Training, Support and Development (TSD) Standards

All Foster Carers approved after April 2008 are expected to complete TSD standards, initially adapted from the Induction Standards for Children's Workforce (ISCW) and gain the Certificate of Successful Completion within the first year after approval at Panel. All existing Foster Carers, who were approved prior to April 2008, were expected to complete the standards by April 2011. More information is available on-line at Training Support and Development (TSD standards for Foster Care).

There are seven standards and 112 outcomes. The purpose of the standards is to ensure that all people working with children, young people and their families have the best possible training, qualifications, support and advice. The standards have been designed to support you as a Foster Carer and can be used as a measure of evidencing the good work a Foster Carer has achieved.

We hold regular workshops to help assist carers in completing the standards.

QCF (Qualifications and Credit Framework)

Level 3 Diploma for the Children and Young People’s Workforce

Social Care Pathway. Foster Care. 65 credits

For carers wishing to advance to Qualified Status with the Payment for Skills Scheme*

We have contracted with a company called R and P Training Solutions Ltd. regarding this diploma. This diploma has much more flexibility and individually tailored learning pathways to meet the needs of carers availability and experience. Carers will be able to use some of the work already undertaken, for example, applicable ISCW standards and training may just need to be enhanced. There will be the option of carers completing a paper portfolio or an E-portfolio.

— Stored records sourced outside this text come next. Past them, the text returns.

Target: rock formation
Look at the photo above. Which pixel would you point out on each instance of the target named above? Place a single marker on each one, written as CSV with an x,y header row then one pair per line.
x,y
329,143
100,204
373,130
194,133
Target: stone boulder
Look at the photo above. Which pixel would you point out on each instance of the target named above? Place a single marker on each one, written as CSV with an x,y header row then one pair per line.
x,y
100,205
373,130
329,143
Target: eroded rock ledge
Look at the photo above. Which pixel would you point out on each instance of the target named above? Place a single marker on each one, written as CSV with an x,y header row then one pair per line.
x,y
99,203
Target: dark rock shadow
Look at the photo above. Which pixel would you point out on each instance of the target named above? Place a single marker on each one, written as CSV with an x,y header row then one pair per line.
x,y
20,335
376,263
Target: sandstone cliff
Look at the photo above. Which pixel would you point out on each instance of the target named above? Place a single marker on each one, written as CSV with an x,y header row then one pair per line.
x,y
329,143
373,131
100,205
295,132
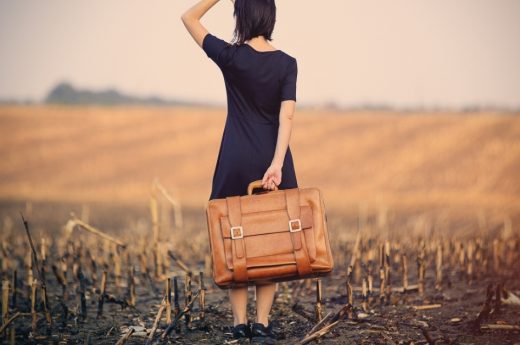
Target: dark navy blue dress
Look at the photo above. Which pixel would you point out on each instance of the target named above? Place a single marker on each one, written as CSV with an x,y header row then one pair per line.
x,y
256,84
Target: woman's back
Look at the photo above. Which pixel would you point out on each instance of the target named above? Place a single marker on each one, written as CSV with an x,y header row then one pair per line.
x,y
256,81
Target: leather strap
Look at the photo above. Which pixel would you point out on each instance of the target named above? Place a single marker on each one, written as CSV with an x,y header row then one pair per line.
x,y
238,247
292,199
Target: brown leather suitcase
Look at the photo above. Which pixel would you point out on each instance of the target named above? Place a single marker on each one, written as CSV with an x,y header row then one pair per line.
x,y
271,236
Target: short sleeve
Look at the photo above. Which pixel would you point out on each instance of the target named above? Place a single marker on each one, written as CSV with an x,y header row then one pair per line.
x,y
215,48
289,81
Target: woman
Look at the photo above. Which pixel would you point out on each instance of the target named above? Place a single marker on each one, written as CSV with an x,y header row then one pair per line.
x,y
260,83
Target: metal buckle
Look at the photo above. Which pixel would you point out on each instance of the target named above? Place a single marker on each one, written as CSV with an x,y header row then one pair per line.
x,y
233,232
299,228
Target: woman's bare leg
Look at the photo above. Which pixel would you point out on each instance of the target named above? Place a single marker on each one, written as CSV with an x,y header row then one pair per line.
x,y
264,301
238,299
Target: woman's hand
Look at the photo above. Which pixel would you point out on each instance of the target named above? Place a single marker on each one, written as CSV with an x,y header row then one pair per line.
x,y
272,177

Once forms are received carers will be contacted to set up an information/induction session where the programme and expectations will be explained. Those who are unable to attend a group session will be met with individually. Once a carer has had an induction meeting and wants to proceed, the required paperwork will be filled out. The programme will start in September. The goal is for carers to complete this in one year or at the most, 18 months. Once we have this cohort started we will look at how we will work with other carers who wish to undertake the QCF in the future.

These qualifications cannot be achieved as a course of study alone, as carers will also be required to demonstrate competence skills to the required standard. They need to be able to show that they can meet the required Learning Outcomes and be able to demonstrate that they can apply the assessment criteria in practice. There are the basic building blocks of your Diploma. Within some units they may also be required to provide written evidence/work products in order to meet the additional guidance identified.